We are thrilled to announce that we have received funding for a project that will honour the history of the pre-war Japanese Canadian community on Salt Spring Island.
The Japanese Canadian Legacies Society (JCLS) is supporting the Japanese Garden Society of Salt Spring Island (JGS) with a grant for the project titled “Japanese Canadian Memorial Story Project”. The JCLS is able to support 29 projects in BC which will be completed by March 2027.
The project aims to celebrate the resilience of the pre-war Japanese Canadian community on Salt Spring Island and the Southern Gulf Islands and examine the enduring past to prevent history from repeating itself. An information kiosk with four interpretive panels will be installed in the well-loved Heiwa Garden. Additionally, another panel will be installed on the Lower Ganges Road footpath to bring to life the invisible legacy of Japanese-Canadian families who once lived in the area.

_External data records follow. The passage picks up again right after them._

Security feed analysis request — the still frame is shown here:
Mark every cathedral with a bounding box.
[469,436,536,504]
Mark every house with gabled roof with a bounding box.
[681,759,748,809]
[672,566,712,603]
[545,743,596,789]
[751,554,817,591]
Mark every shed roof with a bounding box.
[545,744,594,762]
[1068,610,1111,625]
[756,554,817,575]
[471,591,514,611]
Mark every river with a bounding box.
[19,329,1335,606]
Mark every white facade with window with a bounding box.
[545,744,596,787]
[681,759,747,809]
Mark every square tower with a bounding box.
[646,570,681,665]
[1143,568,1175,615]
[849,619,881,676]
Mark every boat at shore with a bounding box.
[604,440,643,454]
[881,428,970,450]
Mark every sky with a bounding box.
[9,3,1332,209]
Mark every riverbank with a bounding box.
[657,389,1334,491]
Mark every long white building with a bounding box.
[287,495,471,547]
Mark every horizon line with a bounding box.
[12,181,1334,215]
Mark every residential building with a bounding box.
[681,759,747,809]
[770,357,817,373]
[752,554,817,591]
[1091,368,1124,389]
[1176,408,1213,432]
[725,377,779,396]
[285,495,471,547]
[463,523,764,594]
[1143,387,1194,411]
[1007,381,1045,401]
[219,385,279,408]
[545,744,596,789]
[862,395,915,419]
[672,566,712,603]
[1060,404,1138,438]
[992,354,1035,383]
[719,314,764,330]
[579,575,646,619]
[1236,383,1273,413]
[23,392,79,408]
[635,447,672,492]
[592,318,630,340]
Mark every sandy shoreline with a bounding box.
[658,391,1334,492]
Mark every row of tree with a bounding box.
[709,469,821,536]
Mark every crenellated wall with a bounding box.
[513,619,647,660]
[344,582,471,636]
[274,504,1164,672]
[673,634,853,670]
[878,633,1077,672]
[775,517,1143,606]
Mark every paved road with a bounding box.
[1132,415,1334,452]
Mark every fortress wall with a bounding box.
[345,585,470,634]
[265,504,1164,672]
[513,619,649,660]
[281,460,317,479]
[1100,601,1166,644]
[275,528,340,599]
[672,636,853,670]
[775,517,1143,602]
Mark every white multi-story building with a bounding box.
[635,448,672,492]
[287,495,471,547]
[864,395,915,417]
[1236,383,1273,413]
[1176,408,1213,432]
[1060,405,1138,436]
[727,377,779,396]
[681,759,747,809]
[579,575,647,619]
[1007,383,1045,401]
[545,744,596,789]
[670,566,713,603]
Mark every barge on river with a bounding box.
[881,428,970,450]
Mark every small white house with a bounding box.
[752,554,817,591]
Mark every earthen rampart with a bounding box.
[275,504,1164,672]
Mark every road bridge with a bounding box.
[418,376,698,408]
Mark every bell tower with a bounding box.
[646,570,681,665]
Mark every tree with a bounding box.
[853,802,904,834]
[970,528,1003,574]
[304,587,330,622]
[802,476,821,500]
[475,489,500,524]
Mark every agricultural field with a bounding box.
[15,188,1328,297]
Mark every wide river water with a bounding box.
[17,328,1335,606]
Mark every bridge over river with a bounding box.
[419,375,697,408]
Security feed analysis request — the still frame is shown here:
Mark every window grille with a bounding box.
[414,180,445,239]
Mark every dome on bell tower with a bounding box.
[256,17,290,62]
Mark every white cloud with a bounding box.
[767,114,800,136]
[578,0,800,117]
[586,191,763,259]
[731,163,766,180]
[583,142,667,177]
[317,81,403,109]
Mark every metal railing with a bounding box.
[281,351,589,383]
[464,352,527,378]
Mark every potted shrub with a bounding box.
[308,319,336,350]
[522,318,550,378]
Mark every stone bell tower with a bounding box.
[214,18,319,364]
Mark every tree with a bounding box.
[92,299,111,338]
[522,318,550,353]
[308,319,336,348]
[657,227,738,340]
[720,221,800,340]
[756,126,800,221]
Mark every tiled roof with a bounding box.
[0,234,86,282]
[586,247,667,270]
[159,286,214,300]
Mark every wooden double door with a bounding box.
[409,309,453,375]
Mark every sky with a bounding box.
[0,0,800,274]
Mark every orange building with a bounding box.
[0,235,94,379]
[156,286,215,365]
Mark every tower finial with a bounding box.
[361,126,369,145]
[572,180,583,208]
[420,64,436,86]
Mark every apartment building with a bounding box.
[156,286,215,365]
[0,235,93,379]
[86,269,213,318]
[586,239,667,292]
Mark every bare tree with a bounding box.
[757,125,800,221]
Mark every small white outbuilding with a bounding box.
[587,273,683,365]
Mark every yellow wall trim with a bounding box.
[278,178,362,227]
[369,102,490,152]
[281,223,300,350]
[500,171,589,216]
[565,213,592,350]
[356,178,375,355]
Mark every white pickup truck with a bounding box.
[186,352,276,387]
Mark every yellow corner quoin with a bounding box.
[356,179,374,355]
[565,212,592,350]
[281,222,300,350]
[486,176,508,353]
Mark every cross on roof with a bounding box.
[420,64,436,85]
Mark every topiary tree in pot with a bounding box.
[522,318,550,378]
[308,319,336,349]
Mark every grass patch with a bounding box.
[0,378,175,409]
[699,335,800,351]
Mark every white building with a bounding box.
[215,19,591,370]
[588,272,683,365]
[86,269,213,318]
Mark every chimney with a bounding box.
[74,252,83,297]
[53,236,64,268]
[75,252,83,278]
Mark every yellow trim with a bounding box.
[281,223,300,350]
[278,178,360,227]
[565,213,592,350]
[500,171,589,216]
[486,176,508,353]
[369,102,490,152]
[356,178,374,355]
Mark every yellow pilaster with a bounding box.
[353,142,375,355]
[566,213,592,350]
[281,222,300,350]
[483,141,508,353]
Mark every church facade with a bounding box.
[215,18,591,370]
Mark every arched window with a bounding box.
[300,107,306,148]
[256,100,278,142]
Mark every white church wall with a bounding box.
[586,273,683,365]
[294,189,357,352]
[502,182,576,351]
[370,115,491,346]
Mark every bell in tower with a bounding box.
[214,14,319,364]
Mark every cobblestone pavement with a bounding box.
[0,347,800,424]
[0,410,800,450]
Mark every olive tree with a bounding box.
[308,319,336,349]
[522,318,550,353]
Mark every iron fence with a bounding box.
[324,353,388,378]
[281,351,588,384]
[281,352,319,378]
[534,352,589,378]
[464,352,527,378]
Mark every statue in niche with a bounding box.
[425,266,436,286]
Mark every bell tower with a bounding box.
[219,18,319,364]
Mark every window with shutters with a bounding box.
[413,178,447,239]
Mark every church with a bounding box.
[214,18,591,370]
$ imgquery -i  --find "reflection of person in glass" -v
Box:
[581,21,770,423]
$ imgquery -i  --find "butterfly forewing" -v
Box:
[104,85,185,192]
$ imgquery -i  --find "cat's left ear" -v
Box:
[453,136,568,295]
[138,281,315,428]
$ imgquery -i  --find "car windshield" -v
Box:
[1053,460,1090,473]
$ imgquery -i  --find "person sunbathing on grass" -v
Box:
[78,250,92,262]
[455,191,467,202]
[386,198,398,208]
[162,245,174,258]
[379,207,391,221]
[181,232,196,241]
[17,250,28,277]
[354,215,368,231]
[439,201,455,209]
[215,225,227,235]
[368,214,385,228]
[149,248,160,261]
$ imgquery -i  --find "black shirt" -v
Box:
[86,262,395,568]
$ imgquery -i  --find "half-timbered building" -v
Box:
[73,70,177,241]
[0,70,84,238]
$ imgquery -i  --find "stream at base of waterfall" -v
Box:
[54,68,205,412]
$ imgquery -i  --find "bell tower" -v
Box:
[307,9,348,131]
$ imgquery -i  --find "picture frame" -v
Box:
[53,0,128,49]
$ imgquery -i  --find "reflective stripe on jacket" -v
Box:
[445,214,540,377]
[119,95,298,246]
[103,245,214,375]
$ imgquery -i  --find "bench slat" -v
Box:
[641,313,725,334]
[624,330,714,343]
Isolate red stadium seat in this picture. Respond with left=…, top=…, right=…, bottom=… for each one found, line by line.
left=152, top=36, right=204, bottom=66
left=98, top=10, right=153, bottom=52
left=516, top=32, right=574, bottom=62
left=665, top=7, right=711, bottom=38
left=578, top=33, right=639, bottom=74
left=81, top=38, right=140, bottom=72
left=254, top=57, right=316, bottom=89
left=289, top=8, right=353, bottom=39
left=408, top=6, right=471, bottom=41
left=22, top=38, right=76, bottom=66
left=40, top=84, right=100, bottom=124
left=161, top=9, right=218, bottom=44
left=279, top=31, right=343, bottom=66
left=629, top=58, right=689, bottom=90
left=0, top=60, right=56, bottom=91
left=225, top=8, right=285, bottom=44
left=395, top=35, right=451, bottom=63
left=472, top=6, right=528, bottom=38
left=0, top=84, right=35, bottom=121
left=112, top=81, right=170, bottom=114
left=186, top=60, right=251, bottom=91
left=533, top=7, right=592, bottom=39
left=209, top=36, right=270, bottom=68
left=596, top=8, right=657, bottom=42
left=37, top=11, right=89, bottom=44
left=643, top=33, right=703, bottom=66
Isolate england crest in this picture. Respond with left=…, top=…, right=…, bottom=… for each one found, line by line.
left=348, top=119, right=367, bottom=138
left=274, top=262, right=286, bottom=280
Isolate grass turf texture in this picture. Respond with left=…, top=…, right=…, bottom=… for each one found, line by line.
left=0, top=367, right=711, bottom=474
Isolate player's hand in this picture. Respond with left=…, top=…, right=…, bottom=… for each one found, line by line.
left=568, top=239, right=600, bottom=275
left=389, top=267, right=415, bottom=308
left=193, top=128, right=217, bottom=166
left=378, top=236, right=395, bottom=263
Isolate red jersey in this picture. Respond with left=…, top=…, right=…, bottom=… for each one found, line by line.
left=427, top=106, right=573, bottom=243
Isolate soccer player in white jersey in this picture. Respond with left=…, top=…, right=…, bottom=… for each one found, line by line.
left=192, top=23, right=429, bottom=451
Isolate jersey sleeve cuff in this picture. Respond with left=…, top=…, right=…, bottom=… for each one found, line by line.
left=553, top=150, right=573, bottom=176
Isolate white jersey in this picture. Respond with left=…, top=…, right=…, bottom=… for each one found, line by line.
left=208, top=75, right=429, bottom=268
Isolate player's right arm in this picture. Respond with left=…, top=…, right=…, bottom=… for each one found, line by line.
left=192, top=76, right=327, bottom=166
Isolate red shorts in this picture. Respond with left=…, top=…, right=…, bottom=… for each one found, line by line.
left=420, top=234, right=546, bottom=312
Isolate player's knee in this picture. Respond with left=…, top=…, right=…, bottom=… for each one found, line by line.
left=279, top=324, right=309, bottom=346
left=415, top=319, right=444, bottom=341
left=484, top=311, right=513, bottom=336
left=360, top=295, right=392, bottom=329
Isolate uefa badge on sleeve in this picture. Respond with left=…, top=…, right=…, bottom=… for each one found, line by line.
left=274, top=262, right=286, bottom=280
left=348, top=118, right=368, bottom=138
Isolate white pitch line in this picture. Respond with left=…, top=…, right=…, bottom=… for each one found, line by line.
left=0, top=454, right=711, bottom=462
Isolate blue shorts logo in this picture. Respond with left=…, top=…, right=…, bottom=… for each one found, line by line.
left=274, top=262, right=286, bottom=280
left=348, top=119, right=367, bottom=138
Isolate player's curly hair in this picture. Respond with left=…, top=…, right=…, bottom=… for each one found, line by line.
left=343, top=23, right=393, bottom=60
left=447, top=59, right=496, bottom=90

The creation of the Japanese Canadian Memorial Story Project on Salt Spring Island has received local support from CRD SSIPARC and Salt Spring Island Local Community Commission (LCC).
Background on the funding provided by JCLS:
Before, during and after World War II, 22,000 Japanese Canadians living in British Columbia were forcibly uprooted and permanently stripped of their homes, businesses, and belongings and relocated to internment camps outside the coastal BC area and displaced across the country, with some exiled to Japan. The majority of the uprooted Japanese Canadians were born in BC.
Overnight, lives were shattered and entire communities eradicated. Japanese Canadians trusted they would one day return to their homes. Instead, their properties and possessions were sold without their consent.
After the war ended in 1945, the majority of Japanese Canadians were prevented from returning to the coast. They were ordered to either move east of the Rockies or to war-torn Japan. When the community was allowed to return to the coast in 1949, it had nothing to return to.
The history of what happened to Japanese Canadian communities in BC is still relatively unknown.
In recognition of this history, the Japanese Canadian Legacies Society has created a BC Heritage Sites program. The purpose of the program is to assist local communities in promoting the legacies of Japanese Canadians in British Columbia through interpretive projects at sites of historical significance. These sites recognize a community who made important contributions to the building of this province, yet endured forced uprooting, incarceration, permanent dispossession, and displacement at the hands of the BC Government, resulting in the largest forced mass relocation in Canadian history.
This fund is intended to help make some of these now mostly invisible sites visible to new generations of British Columbians so that they may learn to appreciate the lasting legacies of Japanese Canadians in BC. Initiatives may include projects that promote memorialization, conservation and/or education of Japanese Canadian history tailored to a region within the province of British Columbia. These projects will have an enduring value.
Commemorating and celebrating our historic places—most of which remain under-recognized and underserved—is at the heart of the Japanese Canadian community’s work to rebuild connections to its heritage in British Columbia, and share this history and its lessons with all British Columbians.
We gratefully acknowledge support from the Japanese Canadian Legacies Society.